Relief is beginning to arrive, though whether it will be enough remains uncertain. More than 3,000 complete sets of personal protective equipment are being shipped to Bunia from MSF's offices in Uganda. For the medical teams working in isolation wards without adequate protection, this shipment represents something close to a lifeline. The British government has committed $26.8 million in new funding to support containment efforts, money that will flow to the World Health Organization, United Nations agencies, and nongovernmental organizations working to strengthen surveillance, protect frontline health workers, and improve infection control.

But supplies and money take time to translate into beds and isolation capacity. For now, the hospitals of Ituri remain full, and the patients keep coming.
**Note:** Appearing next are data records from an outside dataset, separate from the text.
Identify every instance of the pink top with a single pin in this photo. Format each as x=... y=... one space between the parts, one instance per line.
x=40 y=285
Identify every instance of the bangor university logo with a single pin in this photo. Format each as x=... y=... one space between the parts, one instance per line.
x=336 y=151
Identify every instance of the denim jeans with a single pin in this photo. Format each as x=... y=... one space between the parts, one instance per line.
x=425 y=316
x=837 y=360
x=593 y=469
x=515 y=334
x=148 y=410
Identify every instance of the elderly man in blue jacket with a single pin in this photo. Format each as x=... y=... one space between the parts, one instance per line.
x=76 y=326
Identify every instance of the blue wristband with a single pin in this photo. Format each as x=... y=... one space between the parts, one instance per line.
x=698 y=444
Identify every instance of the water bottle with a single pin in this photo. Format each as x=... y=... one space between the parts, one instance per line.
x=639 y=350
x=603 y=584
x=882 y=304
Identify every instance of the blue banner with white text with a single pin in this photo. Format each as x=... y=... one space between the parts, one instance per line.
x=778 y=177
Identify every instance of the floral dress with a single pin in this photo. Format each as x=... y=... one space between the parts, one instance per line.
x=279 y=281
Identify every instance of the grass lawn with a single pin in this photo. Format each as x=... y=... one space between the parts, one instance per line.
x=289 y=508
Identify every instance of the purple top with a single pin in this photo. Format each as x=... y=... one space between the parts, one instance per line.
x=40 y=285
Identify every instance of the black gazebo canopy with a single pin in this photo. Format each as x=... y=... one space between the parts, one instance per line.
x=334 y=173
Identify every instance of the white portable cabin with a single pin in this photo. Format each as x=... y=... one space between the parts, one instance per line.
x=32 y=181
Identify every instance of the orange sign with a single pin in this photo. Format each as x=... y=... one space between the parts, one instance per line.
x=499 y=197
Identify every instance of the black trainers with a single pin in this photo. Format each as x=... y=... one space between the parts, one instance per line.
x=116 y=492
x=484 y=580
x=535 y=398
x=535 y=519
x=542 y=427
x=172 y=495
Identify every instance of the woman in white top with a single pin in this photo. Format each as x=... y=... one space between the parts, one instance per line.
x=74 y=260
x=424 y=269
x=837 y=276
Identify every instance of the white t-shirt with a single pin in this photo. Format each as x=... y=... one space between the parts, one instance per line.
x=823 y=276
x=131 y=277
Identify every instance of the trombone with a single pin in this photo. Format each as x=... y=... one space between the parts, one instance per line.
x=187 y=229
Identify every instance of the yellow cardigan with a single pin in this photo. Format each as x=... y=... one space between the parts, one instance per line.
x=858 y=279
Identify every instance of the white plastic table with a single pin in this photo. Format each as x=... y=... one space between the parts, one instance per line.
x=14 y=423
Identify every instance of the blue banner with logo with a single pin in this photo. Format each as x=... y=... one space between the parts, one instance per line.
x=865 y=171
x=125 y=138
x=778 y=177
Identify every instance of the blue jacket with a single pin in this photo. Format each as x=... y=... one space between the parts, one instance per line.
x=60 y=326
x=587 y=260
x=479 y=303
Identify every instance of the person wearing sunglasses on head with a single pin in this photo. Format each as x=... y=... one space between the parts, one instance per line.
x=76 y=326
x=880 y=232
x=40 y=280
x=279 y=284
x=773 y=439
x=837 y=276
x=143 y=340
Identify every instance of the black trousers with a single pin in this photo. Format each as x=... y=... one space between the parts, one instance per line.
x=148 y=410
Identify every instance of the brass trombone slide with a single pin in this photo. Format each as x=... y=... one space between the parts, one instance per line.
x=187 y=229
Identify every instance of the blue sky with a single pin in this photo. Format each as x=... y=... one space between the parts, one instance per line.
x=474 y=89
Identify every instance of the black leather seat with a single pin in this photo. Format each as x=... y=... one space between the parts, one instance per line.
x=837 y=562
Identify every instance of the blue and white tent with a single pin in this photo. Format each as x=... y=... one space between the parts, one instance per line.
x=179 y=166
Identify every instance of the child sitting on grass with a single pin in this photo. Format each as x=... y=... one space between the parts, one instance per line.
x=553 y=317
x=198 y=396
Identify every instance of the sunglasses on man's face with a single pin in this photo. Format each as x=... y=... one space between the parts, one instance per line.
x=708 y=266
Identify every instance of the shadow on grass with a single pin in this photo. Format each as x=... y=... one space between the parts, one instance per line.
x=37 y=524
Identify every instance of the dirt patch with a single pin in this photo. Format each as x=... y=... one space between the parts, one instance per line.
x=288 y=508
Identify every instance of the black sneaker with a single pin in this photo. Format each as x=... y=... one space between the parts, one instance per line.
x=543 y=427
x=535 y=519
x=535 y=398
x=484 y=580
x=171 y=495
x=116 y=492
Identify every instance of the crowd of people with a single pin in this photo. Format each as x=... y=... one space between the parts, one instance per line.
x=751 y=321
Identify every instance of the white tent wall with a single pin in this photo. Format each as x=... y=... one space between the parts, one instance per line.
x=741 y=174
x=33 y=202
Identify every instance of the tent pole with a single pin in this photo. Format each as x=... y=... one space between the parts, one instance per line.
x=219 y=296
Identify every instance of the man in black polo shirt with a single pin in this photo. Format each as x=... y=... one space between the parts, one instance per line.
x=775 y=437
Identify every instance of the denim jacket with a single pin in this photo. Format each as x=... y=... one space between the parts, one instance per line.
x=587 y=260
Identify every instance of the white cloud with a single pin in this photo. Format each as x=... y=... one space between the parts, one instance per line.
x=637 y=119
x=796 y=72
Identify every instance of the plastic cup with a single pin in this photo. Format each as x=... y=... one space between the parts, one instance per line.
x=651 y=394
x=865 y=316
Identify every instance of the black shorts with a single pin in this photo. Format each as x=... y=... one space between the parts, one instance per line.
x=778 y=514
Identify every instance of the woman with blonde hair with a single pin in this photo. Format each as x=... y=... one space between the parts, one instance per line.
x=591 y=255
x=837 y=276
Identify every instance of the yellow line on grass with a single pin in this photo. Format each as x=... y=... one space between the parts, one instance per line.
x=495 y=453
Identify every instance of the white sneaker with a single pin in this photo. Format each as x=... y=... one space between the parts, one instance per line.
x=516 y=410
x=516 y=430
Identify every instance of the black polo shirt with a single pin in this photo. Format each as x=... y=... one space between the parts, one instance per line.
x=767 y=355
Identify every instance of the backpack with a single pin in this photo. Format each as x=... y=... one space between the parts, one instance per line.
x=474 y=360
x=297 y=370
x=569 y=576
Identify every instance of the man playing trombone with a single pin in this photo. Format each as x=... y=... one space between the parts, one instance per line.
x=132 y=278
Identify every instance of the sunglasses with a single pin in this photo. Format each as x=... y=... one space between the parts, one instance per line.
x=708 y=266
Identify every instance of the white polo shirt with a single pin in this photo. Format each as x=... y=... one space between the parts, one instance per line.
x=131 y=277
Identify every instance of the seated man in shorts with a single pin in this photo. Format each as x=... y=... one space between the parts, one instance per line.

We are completely full with suspected cases and have no space to accommodate new patients
— Health centers in Ituri province, reported by Médicos Sin Fronteras
The situation is chaotic right now
— Trish Newport, MSF emergency response coordinator
A Conversa do Hearth Outra perspectiva sobre a história
Inventor

Why is the Bundibugyo strain creating such a testing problem when other Ebola variants don't?

Model

The region's lab infrastructure was built around the Zaire variant, which is what they've seen before. Bundibugyo is so rare that nobody invested in the diagnostic capability for it. So when it shows up, they can't confirm what they're actually dealing with—they're flying blind on 600 suspected cases but can only confirm 51.

Inventor

That gap between suspected and confirmed cases—does that make the outbreak harder to control?

Model

Absolutely. You can't isolate what you can't identify. If you don't know which patients actually have Ebola, you're treating everyone as a potential case, which burns through protective equipment and isolation space even faster. It's a vicious cycle.

Inventor

The hospitals turning patients away—is that a sign the outbreak is already out of control?

Model

It's a sign the system never had the capacity to handle something like this. These aren't wealthy hospitals with surge capacity. They're already stretched thin. When 600 suspected cases arrive in a region that wasn't prepared, the infrastructure just breaks.

Inventor

How does the 30 to 50 percent fatality rate compare to what people might expect from Ebola?

Model

The average across all Ebola strains is 25 to 90 percent, so Bundibugyo is in the deadlier range. But the fatality rate only matters if people survive long enough to receive treatment. Right now, patients are being turned away from hospitals. That changes the math entirely.

Inventor

What does the arrival of protective equipment actually solve?

Model

It protects the people treating patients—doctors, nurses, cleaners. If healthcare workers get sick, the system collapses faster. But equipment alone doesn't create beds or isolation wards. It buys time and reduces one source of transmission, but it doesn't solve the core problem: there's nowhere to put the patients.